É certo que a intenção da medida normativa é abrir caminho para a exploração das terras indígenas por setores econômicos, sem deixar fazer parecer que se trata de arrendamento ou parcerias agrícolas com não índios, desvirtuando os direitos assegurados constitucionalmente.
Não longe é o direito dos povos indígenas em explorar suas terras, mas há limitação constitucional quando se trata de um empreendimento misto, com presença de não índios.
Neste mesmo sentido há ainda a Convenção 169 da Organização Internacional do Trabalho (OIT), sobre Povos Indígenas e Tribais, que possui força de lei no país. De acordo com a convenção, o Estado brasileiro deve garantir aos indígenas o direito à regularização de suas terras, bem como o direito de viverem, total ou parcialmente, dentro dos seus sistemas. Em consonância com o artigo 231 da Constituição Federal, a Convenção 169 determina que qualquer medida legislativa que trate do assunto deve ser submetida à consulta prévia, livre e informada dos interessados – o que não aconteceu com relação à INC 01/2021.
Vale ressaltar que a normativa, além de confusa e mal redigida, repete no artigo 4º o mesmo texto do artigo 3º, o que denota a falta de reflexão, de técnica e o atropelo como se tornou hábito nas ações do governo federal.
De ações como essa, resta evidente o projeto político levado a cabo pelo governo federal e expresso de forma muito literal pelo ministro do Meio Ambiente. De um lado a Funai, vinculada ao Ministério da Justiça, e de outro o Ibama, vinculado ao Ministério do Meio Ambiente. Ambos, por meio de seus atos normativos, voltando-se contra a Constituição Federal e o direito dos povos originários.
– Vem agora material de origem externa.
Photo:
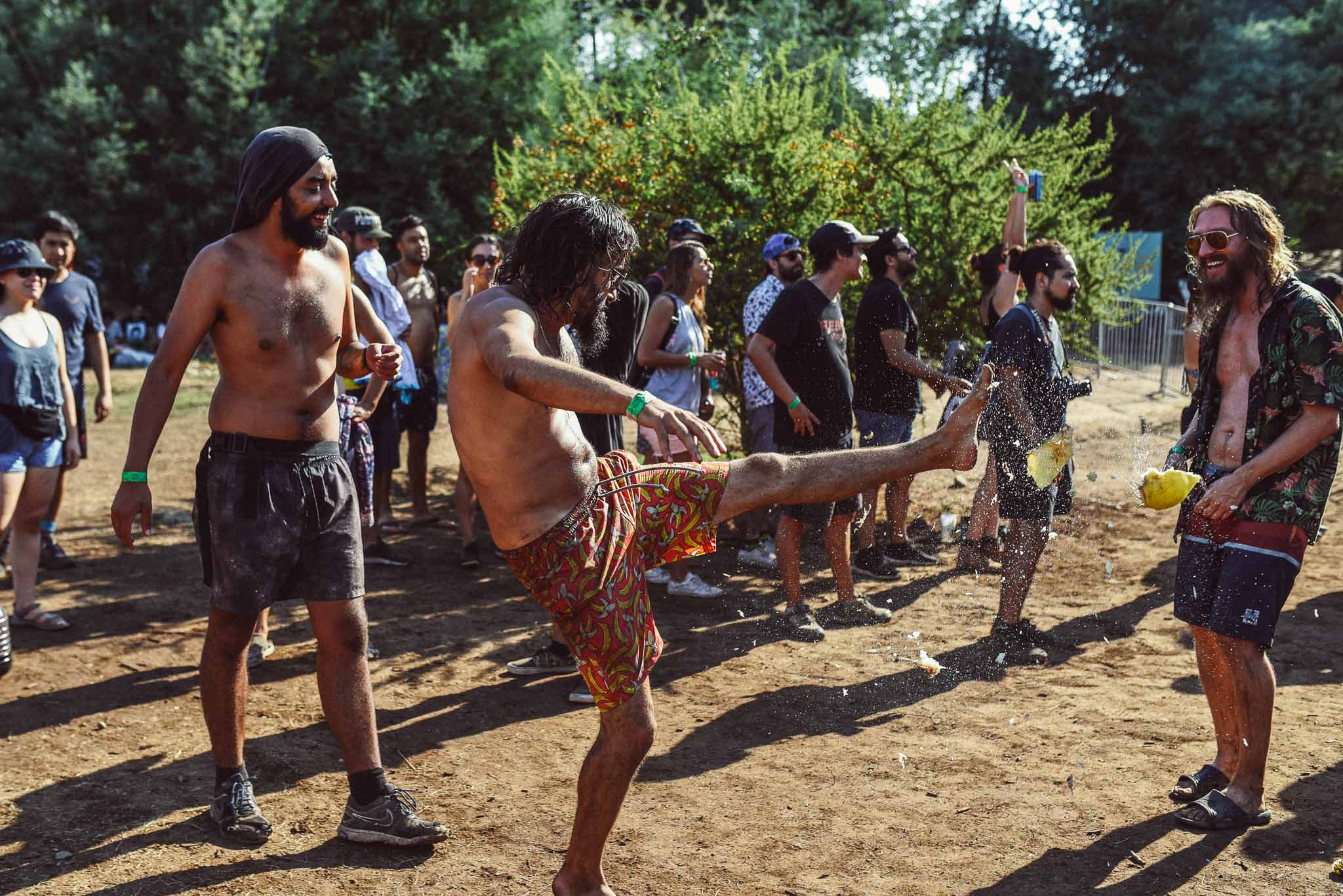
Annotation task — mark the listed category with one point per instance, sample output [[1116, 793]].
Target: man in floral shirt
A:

Por essas razões, urge a adoção de medidas para revogar ou sustar os efeitos da INC 01/2021, seja por parte do Ministério Público Federal (MPF), do Congresso Nacional e ou Judiciário.
Destacam-se como ações concretas de enfrentamento à “baciada” de irregularidades governamentais em curso, os projetos de decretos legislativos de nº 92 e 93 de 2021, de autoria da deputada federal indígena Joênia Wapichana, que visam sustar os efeitos de tais instruções normativas.
O MPF, por meio do Ofício de Populações Indígenas e Comunidades Tradicionais em Mato Grosso, no último dia 26 de fevereiro, instou a Funai e o Ibama a apresentarem explicações sobre a INC 01/2021 em razão de suas flagrantes inconstitucionalidades.
*Rafael Modesto dos Santos e Paloma Gomes são assessores jurídicos do Conselho Indigenista Missionário (Cimi).